Foundation brushes are revealed as the dirtiest of all, with a total RLU of 5,587. Research shows they host 545% more bacteria than a toilet seat – disgusting!

Beauty sponges are the second worst offender with two and a half times more germs (159%) living on its surface, compared to a set of house keys.

Powder brushes came in as the cleanest of all brushes tested. However, when compared to a toilet seat, they’re still 41% dirtier.

According to Consultant Dermatologist at skindoc, Sreedhar Krishna, failing to keep your makeup tools clean can result in acne, irritation, skin infections, premature ageing, and uneven makeup coverage.2 If left unwashed, bacteria and grime can build up on brushes and sponges, meaning you are actually applying infectious products directly to your skin.

Generally, this will lead to skin problems but might even cause you to become unwell.

Filthiest essentials makeup tools

Top tips for cleaning essential items

While germs are everywhere and most can be harmless, others can make you ill.

To avoid the chance of getting sick, it’s important to clean the items you use regularly, to wipe away any harmful bacteria, and ensure they stay hygienic. For example, to clean your phone, remove its cover and wipe with a disinfectant wipe, before removing any smudges with a microfibre cloth. You can clean your remote control in the same way – just make sure you remove the batteries first.

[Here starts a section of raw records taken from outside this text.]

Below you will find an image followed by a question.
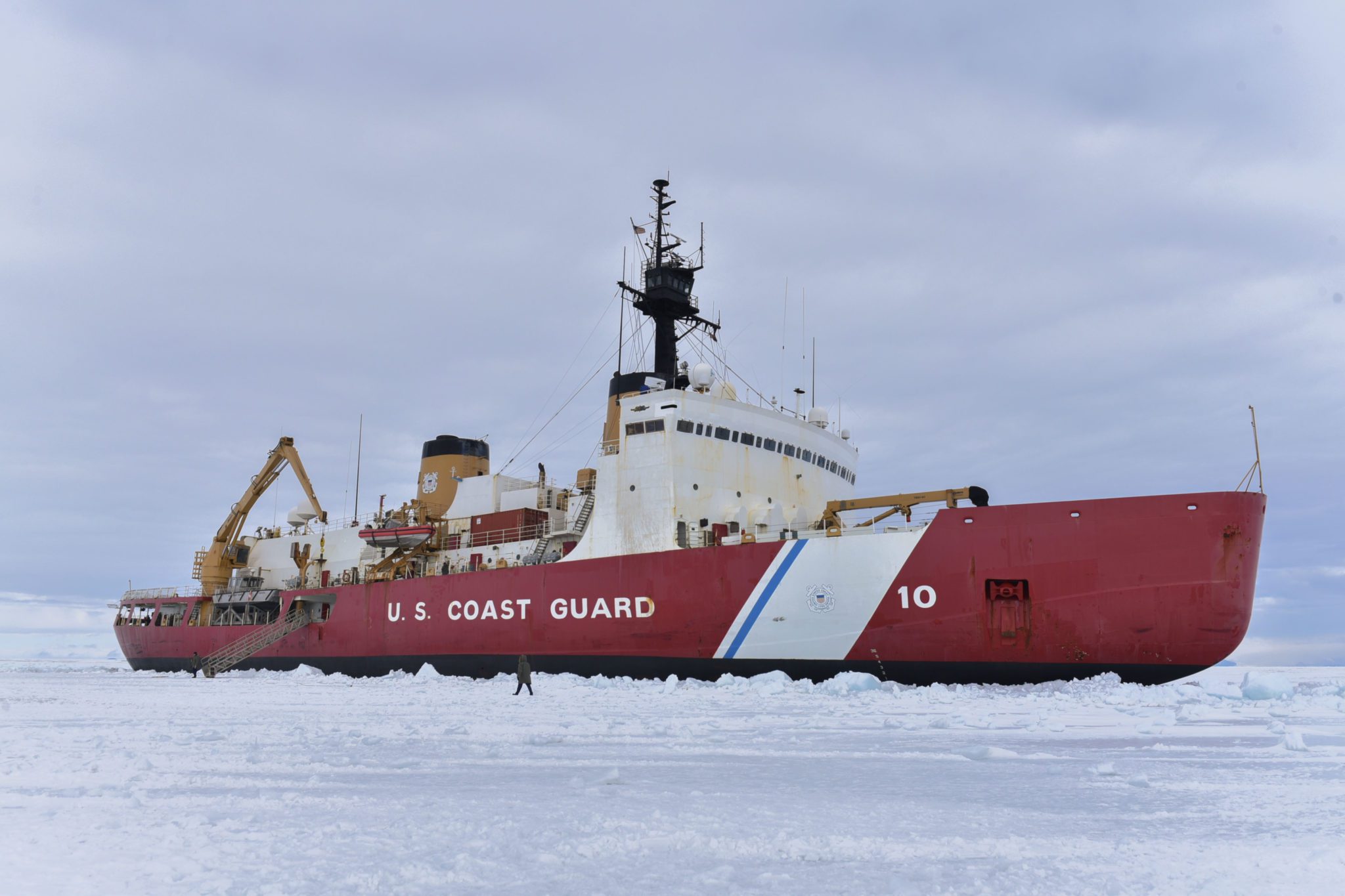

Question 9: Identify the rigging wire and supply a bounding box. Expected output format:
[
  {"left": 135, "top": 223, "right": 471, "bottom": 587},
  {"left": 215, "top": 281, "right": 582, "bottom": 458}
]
[
  {"left": 500, "top": 324, "right": 642, "bottom": 473},
  {"left": 500, "top": 290, "right": 621, "bottom": 473}
]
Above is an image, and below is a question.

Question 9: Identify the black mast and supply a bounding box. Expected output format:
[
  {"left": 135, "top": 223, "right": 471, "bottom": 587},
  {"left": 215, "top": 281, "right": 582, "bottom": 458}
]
[{"left": 617, "top": 179, "right": 720, "bottom": 388}]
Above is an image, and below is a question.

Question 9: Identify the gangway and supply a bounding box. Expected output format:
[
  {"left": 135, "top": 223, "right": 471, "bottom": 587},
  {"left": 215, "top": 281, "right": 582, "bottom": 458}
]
[
  {"left": 200, "top": 601, "right": 313, "bottom": 678},
  {"left": 525, "top": 492, "right": 593, "bottom": 565}
]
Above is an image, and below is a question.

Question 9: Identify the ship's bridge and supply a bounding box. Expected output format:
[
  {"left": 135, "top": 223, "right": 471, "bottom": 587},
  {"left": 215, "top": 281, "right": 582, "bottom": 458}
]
[{"left": 569, "top": 384, "right": 858, "bottom": 559}]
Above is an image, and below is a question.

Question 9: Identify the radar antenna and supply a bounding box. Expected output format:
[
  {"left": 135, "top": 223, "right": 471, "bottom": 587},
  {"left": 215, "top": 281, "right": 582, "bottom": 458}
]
[{"left": 617, "top": 177, "right": 720, "bottom": 387}]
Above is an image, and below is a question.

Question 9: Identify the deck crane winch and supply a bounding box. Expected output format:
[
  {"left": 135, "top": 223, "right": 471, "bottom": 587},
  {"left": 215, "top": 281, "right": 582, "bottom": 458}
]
[
  {"left": 191, "top": 435, "right": 327, "bottom": 597},
  {"left": 820, "top": 485, "right": 990, "bottom": 536}
]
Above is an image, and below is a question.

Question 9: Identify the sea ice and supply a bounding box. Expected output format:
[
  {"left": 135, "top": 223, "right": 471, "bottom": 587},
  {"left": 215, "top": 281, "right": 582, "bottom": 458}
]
[{"left": 0, "top": 662, "right": 1345, "bottom": 896}]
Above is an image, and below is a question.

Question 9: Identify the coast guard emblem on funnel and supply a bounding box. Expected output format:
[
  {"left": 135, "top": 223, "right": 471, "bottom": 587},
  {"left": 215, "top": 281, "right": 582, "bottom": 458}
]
[{"left": 808, "top": 584, "right": 837, "bottom": 612}]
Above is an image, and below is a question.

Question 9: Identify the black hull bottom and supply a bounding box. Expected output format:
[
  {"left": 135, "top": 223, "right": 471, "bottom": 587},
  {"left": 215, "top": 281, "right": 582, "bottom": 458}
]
[{"left": 128, "top": 654, "right": 1208, "bottom": 685}]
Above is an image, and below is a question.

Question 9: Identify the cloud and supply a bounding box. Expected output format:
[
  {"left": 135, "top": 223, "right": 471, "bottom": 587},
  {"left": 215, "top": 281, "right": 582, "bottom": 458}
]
[
  {"left": 0, "top": 3, "right": 1345, "bottom": 658},
  {"left": 0, "top": 591, "right": 121, "bottom": 660},
  {"left": 1229, "top": 635, "right": 1345, "bottom": 666}
]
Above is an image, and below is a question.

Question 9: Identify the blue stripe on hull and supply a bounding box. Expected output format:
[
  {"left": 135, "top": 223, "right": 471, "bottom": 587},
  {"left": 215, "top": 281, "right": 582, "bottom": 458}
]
[{"left": 724, "top": 540, "right": 807, "bottom": 660}]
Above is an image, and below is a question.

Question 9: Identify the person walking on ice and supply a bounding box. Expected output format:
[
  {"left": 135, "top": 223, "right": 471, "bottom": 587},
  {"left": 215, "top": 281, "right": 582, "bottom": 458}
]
[{"left": 514, "top": 654, "right": 533, "bottom": 697}]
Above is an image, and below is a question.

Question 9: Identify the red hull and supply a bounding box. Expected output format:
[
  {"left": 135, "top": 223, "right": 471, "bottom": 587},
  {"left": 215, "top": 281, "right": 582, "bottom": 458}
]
[{"left": 116, "top": 492, "right": 1266, "bottom": 683}]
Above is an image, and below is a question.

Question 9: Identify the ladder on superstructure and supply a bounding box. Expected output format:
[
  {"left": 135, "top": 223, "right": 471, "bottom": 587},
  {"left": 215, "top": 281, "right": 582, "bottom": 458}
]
[
  {"left": 200, "top": 601, "right": 312, "bottom": 678},
  {"left": 527, "top": 492, "right": 593, "bottom": 563}
]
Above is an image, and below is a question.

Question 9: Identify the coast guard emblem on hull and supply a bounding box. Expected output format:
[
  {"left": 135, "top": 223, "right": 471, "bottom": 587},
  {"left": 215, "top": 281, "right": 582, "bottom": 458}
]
[{"left": 808, "top": 584, "right": 837, "bottom": 612}]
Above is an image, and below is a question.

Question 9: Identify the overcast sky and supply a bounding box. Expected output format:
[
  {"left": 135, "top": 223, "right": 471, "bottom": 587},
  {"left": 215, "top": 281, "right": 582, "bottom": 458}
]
[{"left": 0, "top": 0, "right": 1345, "bottom": 662}]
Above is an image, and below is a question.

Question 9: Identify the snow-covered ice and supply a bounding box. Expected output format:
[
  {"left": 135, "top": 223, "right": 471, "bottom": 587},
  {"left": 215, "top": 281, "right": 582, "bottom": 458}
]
[{"left": 0, "top": 662, "right": 1345, "bottom": 895}]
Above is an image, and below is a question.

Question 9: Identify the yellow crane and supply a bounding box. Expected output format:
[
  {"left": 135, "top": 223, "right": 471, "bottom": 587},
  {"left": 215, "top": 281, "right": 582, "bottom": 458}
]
[
  {"left": 822, "top": 485, "right": 990, "bottom": 534},
  {"left": 191, "top": 435, "right": 327, "bottom": 597}
]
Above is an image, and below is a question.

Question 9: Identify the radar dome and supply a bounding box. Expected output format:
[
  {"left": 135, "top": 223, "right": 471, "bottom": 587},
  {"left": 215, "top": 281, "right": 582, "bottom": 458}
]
[{"left": 285, "top": 501, "right": 317, "bottom": 526}]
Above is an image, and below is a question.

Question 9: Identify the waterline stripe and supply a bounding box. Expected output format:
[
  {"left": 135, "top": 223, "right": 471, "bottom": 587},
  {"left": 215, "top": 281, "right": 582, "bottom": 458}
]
[{"left": 724, "top": 539, "right": 806, "bottom": 660}]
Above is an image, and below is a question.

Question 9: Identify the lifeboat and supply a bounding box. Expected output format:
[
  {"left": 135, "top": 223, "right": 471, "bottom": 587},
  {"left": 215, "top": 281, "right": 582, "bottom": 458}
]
[{"left": 359, "top": 525, "right": 435, "bottom": 548}]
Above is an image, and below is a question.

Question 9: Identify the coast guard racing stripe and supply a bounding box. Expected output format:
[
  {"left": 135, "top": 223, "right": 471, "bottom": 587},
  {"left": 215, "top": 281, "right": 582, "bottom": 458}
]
[{"left": 714, "top": 528, "right": 925, "bottom": 660}]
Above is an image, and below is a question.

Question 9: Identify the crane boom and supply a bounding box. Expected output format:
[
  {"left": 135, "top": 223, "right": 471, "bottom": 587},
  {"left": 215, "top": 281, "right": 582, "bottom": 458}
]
[
  {"left": 822, "top": 485, "right": 990, "bottom": 530},
  {"left": 192, "top": 435, "right": 327, "bottom": 595}
]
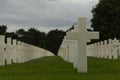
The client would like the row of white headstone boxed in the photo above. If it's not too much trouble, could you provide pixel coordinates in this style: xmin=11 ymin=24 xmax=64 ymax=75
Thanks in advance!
xmin=58 ymin=17 xmax=99 ymax=73
xmin=0 ymin=35 xmax=54 ymax=66
xmin=87 ymin=38 xmax=120 ymax=59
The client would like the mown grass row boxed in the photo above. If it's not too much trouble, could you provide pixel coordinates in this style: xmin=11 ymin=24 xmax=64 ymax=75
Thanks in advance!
xmin=0 ymin=56 xmax=120 ymax=80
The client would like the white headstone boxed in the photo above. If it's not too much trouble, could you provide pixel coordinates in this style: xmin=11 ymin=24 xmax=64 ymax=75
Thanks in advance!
xmin=66 ymin=17 xmax=99 ymax=73
xmin=0 ymin=35 xmax=5 ymax=66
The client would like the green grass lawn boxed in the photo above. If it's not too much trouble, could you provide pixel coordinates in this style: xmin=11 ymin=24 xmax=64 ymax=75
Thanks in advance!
xmin=0 ymin=56 xmax=120 ymax=80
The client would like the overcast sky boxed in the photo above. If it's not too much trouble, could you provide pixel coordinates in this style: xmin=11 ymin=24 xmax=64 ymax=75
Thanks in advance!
xmin=0 ymin=0 xmax=98 ymax=31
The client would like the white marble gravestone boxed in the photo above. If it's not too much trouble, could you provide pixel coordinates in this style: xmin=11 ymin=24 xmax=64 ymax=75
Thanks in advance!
xmin=5 ymin=38 xmax=13 ymax=64
xmin=12 ymin=39 xmax=17 ymax=63
xmin=66 ymin=17 xmax=99 ymax=73
xmin=0 ymin=35 xmax=5 ymax=66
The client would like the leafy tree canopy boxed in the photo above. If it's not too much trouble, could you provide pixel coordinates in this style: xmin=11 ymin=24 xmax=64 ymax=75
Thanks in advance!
xmin=91 ymin=0 xmax=120 ymax=40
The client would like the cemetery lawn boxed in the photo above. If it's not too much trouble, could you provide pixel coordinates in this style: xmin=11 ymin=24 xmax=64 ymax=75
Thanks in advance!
xmin=0 ymin=56 xmax=120 ymax=80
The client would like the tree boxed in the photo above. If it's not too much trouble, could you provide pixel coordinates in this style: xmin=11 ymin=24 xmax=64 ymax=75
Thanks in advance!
xmin=91 ymin=0 xmax=120 ymax=40
xmin=0 ymin=25 xmax=7 ymax=35
xmin=46 ymin=29 xmax=66 ymax=55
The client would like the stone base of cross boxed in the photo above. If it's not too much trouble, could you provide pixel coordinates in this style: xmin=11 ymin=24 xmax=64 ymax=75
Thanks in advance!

When it comes to shopping trollies, take your own hand sanitiser and tissues on your weekly food shop, making sure you sanitise the handles first, before sanitising your hands.

Whilst you don’t need to clean each item daily, cleaning them regularly will remove any bacteria that’s settled on the surfaces, which will reduce your chances of becoming ill. The longer you do this, you’ll settle into a routine, and soon, cleaning your essential items will become second nature to you.

Potential issues that may arise as a result of dirty makeup applicators can be easily avoided by taking some precautions. Consultant Dermatologist, Sreedhar Krishna advises using a good quality brush cleanser at least twice per week.

Start by swishing the brush back and forth across the cleanser and ensure you re-shape the hairs whilst they are still wet. Allow the brushes or sponges to dry naturally.

For those who have acne-prone skin, following this process daily is advised.


Swabs were taken using Hygiena’s UltraSnap Surface ATP Test and EnSURE Touch monitoring system to determine RLU (Relative Light Units) results.

The RLU reading is based on the amount of ATP (Adenosine Triphosphate) collected from the sample. The relationship between the amount of ATP on the sample and the RLU result reading is simple: high contamination (improper cleaning) = large amount of ATP = more light produced in reaction= high RLU reading on EnSURE. Objects with an RLU reading of <50 register as a pass (clean), and objects with an RLU reading of >50 register as a fail (dirty).

The following twelve items were swabbed, at multiple locations, using 10 different reference points: supermarket trolley, takeaway container, remote, iPad, headphones, supermarket shopping bag, laptop, phone, doormat, keys, inside of a kitchen bin, and a toilet seat – for example, we swabbed 10 of each item (for example 10 takeaway containers), across a variety of locations. All of the objects that failed were summed to give a total fail count and a total RLU reading.

In addition, the following four makeup tools were also swabbed, using 10 different reference points: foundation brush, beauty sponge, eyeshadow brush and powder brush.


  1. Admitted patient care 2020-21: Separations with a diagnosis of COVID-19. Australian Institute of Health and Welfare, Australian Government. 2022.